Siempre que se presenta un desastre natural (un terremoto, un huracán) o un accidente catastrófico (como fuera el de Chernobyl y ahora el del Golfo de México), se nos dice que la tecnología desarrollada por el ser humano, esa que es capaz de hacernos conocer otros planetas y escudriñar nuestros orígenes en el oscuro universo, encontrará el remedio adecuado. Hay mucha fe puesta en ella.
Esta percepción generalizada comenzó a acentuarse con la aparición de los grandes inventos y avances científico-tecnológicos acontencida sobre todo durante el siglo 20 (y que continúa), en el que se considera que la humanidad alcanzó un grado de desarrollo mayor al acumulado en los cinco mil años previos. Ayudó a generalizar esa percepción otro fenómeno moderno: la transnacionalización de la información, hecha posible –también– gracias al avance en las tecnologías de la información y la comunicación que hoy nos permiten gritar los goles del Mundial en el mismo momento en que se producen al otro lado del mundo.

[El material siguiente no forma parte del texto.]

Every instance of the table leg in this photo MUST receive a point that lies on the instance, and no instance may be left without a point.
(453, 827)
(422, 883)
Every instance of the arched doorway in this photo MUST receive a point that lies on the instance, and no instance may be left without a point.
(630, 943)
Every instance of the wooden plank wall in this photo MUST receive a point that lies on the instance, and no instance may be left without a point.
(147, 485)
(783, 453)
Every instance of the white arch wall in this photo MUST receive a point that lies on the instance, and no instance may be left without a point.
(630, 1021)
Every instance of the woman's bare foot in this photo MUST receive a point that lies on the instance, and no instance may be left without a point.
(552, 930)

Pero las grandes catástrofes, esas que afectan a grandes poblaciones y a grandes extensiones de tierra, mar o aire –como el paso del huracán Katrina, que sacudió Nueva Orleans (Estados Unidos) y provocó daños por 75.000 millones de dólares; o el terremoto que demolió Puerto Príncipe (Haití) y el que tres meses después sacudió Chile; o el descontrolado derrame actual de crudo en el Golfo de México; o, yendo un poco más atrás, el desastre nuclear de Chernobyl (ex Unión Soviética)– ponen en evidencia que la tecnología no lo resuelve todo, que a veces falla y que muchas veces no es suficiente para anticipar ni controlar desgracias.

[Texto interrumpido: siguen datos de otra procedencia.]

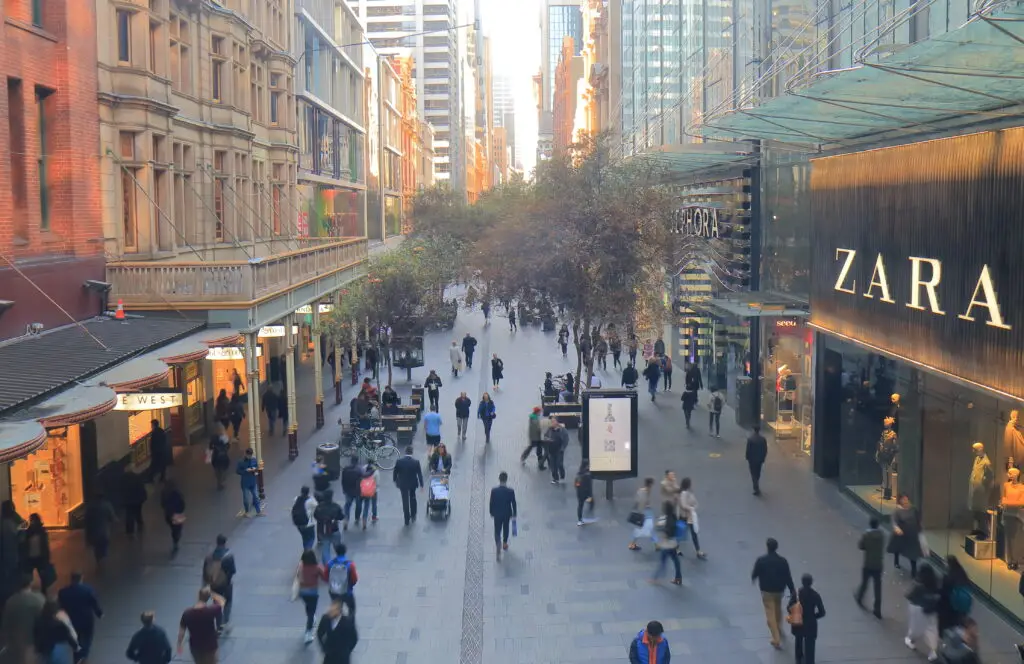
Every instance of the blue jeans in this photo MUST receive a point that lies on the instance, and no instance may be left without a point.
(367, 502)
(247, 494)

El desastre del Golfo debería dejar como lección que poner todas las esperanzas en la infalibilidad de la tecnología no es aconsejable. Falla, y a veces puede resultar dañina. Es un recordatorio de que la prudencia ambiental, la responsabilidad social y la ética empresarial/gubernamental deberían estar presentes permanentemente en todos los proyectos de desarrollo.